The rise of the value of cryptocurrencies in the past few years has exploded and many people have vastly added to their financial wealth. There are billions floating around out there and if you own any of it, like BItcoin, you need to include in your estate planning.
You might think that upon your death, as long as your heirs have your login information. That’s all well an good but the idea behind cryptocurrency is secrecy. In normal circumstances heirs would just have to wait to be contacted about any assets you left. Not so with crytpocurrencies like Bitcoin. Unless you inform your heirs that you have it, there is no way of them knowing. “Crypto” assets are invisible. With regular physical assets, heir would eventually be informed as to their existence. Cryptocurrencies don’t work that way.
What you need to do is draw up a net-worth statement. That’s basically a financial reporting document that details your assets and liabilities. Now most people think that as long as they have the login information we stated above, they can have access to the assets. No. Once banks and other financial institutions find out about a death. they freeze all the accounts of the deceased until the estate is settled. “Crypto” assets aren’t held in any institutions and no one will know you have them unless you tell them.

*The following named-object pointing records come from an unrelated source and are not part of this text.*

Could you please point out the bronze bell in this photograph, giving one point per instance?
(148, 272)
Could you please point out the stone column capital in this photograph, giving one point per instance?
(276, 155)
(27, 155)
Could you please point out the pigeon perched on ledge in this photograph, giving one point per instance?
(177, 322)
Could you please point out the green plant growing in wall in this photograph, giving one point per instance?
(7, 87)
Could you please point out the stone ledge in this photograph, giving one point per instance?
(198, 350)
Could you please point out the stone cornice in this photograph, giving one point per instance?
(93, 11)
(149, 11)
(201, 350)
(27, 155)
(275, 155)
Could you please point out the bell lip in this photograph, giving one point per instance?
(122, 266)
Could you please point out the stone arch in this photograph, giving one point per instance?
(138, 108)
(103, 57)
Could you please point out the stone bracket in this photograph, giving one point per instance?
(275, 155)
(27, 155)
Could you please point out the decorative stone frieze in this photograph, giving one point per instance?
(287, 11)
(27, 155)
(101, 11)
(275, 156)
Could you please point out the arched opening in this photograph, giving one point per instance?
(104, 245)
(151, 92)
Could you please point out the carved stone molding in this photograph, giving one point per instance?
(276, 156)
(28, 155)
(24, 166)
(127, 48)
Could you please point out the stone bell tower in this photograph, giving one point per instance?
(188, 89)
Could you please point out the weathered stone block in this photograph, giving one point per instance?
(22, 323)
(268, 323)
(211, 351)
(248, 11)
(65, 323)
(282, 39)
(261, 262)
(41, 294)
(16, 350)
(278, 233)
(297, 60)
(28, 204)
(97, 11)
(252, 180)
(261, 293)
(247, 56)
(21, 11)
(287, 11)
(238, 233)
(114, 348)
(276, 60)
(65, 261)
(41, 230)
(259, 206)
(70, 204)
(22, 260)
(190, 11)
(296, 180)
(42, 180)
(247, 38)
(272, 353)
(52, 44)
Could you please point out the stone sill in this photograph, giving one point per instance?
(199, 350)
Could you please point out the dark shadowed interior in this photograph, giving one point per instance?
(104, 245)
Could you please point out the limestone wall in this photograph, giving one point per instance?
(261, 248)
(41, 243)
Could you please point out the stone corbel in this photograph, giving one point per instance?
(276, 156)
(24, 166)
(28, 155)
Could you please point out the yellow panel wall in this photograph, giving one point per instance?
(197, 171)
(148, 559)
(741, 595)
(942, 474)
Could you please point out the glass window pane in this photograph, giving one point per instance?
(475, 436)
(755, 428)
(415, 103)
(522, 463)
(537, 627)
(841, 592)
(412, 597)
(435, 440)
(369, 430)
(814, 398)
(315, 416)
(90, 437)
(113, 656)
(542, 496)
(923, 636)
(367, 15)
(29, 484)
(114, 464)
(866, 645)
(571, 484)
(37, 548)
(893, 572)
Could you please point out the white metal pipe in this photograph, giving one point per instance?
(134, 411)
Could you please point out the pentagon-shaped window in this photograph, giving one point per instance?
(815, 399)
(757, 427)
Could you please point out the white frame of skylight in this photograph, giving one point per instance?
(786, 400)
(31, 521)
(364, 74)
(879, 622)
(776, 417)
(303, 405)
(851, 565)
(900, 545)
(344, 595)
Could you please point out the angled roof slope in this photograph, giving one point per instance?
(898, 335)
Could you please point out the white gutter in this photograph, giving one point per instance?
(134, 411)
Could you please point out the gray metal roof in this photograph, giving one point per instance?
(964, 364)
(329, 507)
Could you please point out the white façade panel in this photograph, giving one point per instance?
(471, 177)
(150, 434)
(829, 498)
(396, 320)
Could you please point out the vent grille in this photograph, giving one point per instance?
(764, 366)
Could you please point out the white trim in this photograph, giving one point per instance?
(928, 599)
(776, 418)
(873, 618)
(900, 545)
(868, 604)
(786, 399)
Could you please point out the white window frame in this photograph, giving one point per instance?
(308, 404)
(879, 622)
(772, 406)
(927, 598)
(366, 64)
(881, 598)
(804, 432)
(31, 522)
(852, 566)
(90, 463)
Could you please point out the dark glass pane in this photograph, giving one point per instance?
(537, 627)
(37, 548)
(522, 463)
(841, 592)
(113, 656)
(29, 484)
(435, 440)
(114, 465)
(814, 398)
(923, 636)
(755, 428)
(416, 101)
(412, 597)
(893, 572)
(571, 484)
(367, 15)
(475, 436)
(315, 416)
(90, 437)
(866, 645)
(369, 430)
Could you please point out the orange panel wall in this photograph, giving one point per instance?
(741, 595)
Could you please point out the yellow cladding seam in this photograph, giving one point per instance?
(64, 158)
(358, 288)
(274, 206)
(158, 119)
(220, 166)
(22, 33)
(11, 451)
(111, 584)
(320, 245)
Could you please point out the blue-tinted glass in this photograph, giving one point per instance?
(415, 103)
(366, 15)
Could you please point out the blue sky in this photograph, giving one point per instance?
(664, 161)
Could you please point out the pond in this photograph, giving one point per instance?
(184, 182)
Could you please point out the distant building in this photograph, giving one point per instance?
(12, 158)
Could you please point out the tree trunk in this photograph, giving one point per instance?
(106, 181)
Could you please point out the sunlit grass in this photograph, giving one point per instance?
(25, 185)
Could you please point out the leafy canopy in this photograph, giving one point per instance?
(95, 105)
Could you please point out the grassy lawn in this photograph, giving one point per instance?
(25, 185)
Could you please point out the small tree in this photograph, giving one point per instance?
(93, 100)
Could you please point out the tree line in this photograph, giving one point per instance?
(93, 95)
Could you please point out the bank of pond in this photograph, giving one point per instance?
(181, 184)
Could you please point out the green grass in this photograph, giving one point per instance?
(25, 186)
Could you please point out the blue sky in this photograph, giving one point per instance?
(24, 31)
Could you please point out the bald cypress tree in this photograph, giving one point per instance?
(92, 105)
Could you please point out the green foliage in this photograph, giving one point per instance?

According to an article on cnbc.com
Even if your heirs know you owned cryptocurrency, there is no way they will be able to access those assets unless you also share the encrypted passcode needed to unlock your account — which can be virtually impossible unless you have planned ahead for such a contingency.
There are now countless stories of bitcoin owners who have gone to great lengths to try to remember or recover lost passcodes — from digging through trash bins to hiring hypnotists. With all the wealth at stake, there is also the increased risk that hackers might also try to find a way to access your crypto-assets if you aren’t careful.